“Be well-prepared & be insistent on your choice of topic”
PhD Candidate (2017-1019), completion time: 2.01 years.
Using modern machine learning and memory, Hung Le’s research is working towards A²I²’s ethos of advancing knowledge and building systems that can benefit society for the good.
Hung Le earned a scholarship for his PhD position at A²I² in August 2017 with A/Prof. Truyen Tran and Alfred Deakin Professor Svetha Venkatesh.

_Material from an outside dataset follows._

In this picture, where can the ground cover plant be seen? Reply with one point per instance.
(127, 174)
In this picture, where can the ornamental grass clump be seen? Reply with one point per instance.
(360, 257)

Hung’s research interest is biological and machinery memory mechanisms that support long-term episodic retrieval, inferential reasoning, and hybrid temporal adaptions in artificial neural networks. He aims to build a cognitive architecture using deep learning. Hung believes memory is the core of intelligence and his architecture will revolve around it.
During his candidature, Hung was also involved in teaching at Deakin University, as a teaching assistant for Unit SIT-112 in 2018, and reviewing for a number of journals (TKDE, KAIS, Journal of Machine Learning) and conferences (ACML 2017 – 2020, NeurIPS 2020).
Hung’s PhD thesis is about memory and attention in deep learning. Under the supervision of Associate Professor Truyen Tran and Alfred Deakin Professor Svetha Venkatesh, Hung has five papers accepted at top-tier peer-reviewed conferences: PAKDD 2018, KDD 2018, NeurlPS 018, ICLR 2019 (Oral) and ICLR 2020 (see Hung’s publication below)
Hung said: “A PhD is an interesting journey. I was lucky as before starting my PhD in deep learning, I had spent years building a background in the field. This is important as a PhD in Australia takes around 3 years, thus normally, PhD students here do not have time to learn the basics during the course. Moreover, choosing the right topic is not as important as consistently sticking with it. Diving deeper into the memory network, I gained more interests and new ideas. Papers are a by-product of the process of studying something long enough”.
Hung’s advice for prospective PhD candidates:
- Be well-prepared before starting a PhD
- Be insistent on your choice of topic
- Do not aim too high for the first stage
Hung is currently working as an Associate Research Fellow at A2I2, on several projects. The main one is opening a new research direction on neural memory—the neural stored-program concept. His other side projects are focusing on temporal relational reasoning, episodic reinforcement learning, memorisation optimisation and generative memory.
His ultimate research goal is a multi-stage plan. The first stage will be maintaining his track record and reputation in the field by regularly publishing quality papers. The second stage will be creating his own research space and to attract other researchers in the field to join. Hung is interested in a research direction on neural memory, which hopefully can capture the interest of a new generation of young researchers who are tired of traditional concepts.
Hung’s publications during his candidature are:
- Neural Stored-program Memory. Hung Le, Truyen Tran, Svetha Venkatesh. Published in ICLR’20
- Learning to Remember More with Less Memorization. Hung Le, Truyen Tran, Svetha Venkatesh. Published in ICLR’19 (Oral)
- Variational Memory Encoder-Decoder. Hung Le, Truyen Tran, Thin Nguyen, Svetha Venkatesh. Published in NeurIPS’18
- Dual Memory Neural Computer for Asynchronous Two-view Sequential Learning. Hung Le, Truyen Tran, Svetha Venkatesh. Published in KDD’18
- Dual Control Memory Augmented Neural Networks for Treatment Recommendations. Hung Le, Truyen Tran, Svetha Venkatesh. Published in PAKDD’18.